Why Do We Need a New Piece for Every Event?
I used to always need something new for different events. Going to a wedding, a dinner, or a work event, if I felt self conscious the easiest thing to do would be to get something new I felt good in. But the issue was never my wardrobe, it was how I felt about myself. The clearest time I can think of this was the last family wedding with Isaac's family. I hunted obsessively for a dress that would work for it. Even though I had a couple dresses that would have been fine, I felt I needed to do something to fit in. You see, it was only a handful of my months after my nervous breakdown, I was still having panic attacks and still not working. I was terrified someone in the family didn't know, or would ask, or would see me as not being a worthy partner to Isaac.

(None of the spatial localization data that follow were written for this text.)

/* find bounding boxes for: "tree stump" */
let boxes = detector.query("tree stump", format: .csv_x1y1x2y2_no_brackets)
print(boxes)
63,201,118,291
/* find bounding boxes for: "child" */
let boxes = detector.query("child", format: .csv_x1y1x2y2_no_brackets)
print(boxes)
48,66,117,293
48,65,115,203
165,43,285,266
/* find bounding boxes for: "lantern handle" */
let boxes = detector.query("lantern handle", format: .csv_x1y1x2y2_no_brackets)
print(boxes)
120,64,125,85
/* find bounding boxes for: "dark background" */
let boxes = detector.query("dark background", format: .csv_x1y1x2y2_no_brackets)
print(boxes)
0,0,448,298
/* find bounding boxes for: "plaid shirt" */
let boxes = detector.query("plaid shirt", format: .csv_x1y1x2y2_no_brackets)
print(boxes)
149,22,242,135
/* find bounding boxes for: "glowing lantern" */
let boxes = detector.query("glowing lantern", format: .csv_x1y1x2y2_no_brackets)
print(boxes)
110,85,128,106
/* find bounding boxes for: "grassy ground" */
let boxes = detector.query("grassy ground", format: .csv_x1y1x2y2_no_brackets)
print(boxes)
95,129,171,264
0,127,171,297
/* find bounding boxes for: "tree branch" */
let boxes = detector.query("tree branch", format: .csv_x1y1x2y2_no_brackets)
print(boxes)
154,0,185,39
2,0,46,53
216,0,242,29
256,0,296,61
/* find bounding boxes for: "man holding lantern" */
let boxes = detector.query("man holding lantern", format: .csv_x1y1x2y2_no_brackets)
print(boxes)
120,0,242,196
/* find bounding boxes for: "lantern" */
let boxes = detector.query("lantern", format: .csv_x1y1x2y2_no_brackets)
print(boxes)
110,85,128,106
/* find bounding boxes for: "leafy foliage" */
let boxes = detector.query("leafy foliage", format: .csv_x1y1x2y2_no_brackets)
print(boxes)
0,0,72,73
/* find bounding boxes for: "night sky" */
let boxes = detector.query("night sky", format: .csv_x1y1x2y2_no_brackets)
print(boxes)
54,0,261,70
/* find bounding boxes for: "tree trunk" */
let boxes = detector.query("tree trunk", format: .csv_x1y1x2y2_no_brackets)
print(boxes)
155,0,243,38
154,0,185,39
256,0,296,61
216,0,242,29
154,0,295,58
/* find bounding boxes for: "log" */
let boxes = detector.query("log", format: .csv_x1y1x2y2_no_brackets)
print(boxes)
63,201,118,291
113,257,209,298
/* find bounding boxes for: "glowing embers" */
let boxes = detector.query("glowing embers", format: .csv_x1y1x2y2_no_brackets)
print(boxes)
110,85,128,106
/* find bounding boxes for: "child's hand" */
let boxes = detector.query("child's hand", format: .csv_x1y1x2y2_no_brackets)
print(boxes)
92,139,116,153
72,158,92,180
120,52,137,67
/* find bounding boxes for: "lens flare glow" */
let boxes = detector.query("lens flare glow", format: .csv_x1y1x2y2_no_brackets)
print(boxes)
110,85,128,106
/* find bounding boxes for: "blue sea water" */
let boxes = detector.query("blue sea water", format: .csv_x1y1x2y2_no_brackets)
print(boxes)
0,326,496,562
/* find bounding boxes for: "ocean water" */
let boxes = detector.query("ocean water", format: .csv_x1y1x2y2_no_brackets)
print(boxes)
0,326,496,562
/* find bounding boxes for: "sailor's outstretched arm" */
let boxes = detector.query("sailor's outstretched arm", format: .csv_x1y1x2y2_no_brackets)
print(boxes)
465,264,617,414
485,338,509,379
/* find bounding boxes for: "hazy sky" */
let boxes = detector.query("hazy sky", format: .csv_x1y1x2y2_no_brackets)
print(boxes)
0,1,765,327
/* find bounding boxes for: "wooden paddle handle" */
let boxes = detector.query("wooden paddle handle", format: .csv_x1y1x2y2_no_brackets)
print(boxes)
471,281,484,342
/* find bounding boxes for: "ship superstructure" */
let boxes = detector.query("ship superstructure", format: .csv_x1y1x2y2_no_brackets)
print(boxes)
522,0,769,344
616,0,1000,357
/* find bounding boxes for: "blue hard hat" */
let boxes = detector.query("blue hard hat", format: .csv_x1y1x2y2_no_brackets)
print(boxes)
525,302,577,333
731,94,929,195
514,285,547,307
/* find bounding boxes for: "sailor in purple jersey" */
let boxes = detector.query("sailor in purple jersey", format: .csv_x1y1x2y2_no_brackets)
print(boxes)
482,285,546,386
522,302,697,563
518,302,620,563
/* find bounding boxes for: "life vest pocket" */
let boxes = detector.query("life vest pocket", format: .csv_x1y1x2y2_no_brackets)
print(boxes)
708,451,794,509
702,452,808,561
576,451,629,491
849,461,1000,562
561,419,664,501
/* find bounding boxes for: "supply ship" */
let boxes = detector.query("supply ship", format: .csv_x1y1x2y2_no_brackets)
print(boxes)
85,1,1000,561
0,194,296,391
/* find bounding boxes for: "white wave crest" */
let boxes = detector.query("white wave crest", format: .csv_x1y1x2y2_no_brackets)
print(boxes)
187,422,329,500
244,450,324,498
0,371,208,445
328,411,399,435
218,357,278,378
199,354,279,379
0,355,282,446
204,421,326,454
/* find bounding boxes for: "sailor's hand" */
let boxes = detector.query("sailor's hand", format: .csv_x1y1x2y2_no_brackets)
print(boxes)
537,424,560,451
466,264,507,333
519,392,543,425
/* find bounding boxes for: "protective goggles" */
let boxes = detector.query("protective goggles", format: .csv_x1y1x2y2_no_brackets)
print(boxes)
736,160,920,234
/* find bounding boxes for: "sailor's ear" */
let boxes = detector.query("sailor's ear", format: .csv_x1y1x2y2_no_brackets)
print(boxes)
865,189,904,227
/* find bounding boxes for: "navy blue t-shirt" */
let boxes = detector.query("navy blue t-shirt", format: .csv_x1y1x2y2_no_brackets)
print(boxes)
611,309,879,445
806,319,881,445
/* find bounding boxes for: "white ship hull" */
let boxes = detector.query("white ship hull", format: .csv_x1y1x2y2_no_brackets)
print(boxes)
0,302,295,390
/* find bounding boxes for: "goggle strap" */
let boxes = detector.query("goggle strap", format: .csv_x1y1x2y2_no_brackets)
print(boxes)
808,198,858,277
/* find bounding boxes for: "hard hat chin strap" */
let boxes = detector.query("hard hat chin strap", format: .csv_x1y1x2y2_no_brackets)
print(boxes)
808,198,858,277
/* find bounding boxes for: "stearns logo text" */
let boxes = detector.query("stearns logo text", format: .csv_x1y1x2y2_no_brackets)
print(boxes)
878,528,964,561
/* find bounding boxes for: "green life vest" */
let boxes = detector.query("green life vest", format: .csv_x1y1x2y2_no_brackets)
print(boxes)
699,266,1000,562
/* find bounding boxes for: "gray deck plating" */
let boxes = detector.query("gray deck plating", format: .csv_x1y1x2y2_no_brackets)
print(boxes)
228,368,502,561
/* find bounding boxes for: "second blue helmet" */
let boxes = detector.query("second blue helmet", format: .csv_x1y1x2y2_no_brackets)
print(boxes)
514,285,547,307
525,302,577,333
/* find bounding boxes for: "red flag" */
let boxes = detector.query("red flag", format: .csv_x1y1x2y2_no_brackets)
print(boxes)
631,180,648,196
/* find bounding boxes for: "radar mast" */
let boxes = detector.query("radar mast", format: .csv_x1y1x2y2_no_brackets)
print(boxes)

None of that was the case - I was met with unconditional love & kindness, as I always am with them. The issue was my own thoughts and my discomfort with myself. I was still struggling to see myself as worthy to even be alive. I didn't know or love myself enough to trust that being myself was enough, new dress or not. Now, I'm in another position where my response would usually be to go buy something new. I've gone from working at home most of the time to running pop ups and workshops, styling other people, and taking on more hours at the shop. Normally I would want things that make me look "professional" or like I know what I'm doing. Not wearing oversized, drop crotch jumpsuits to lead people, or my comfy pants to style a client. I would have made myself feel uncomfortable because I questioned whether or not I was worthy to do these things. Now? I am who I am, take it or leave it.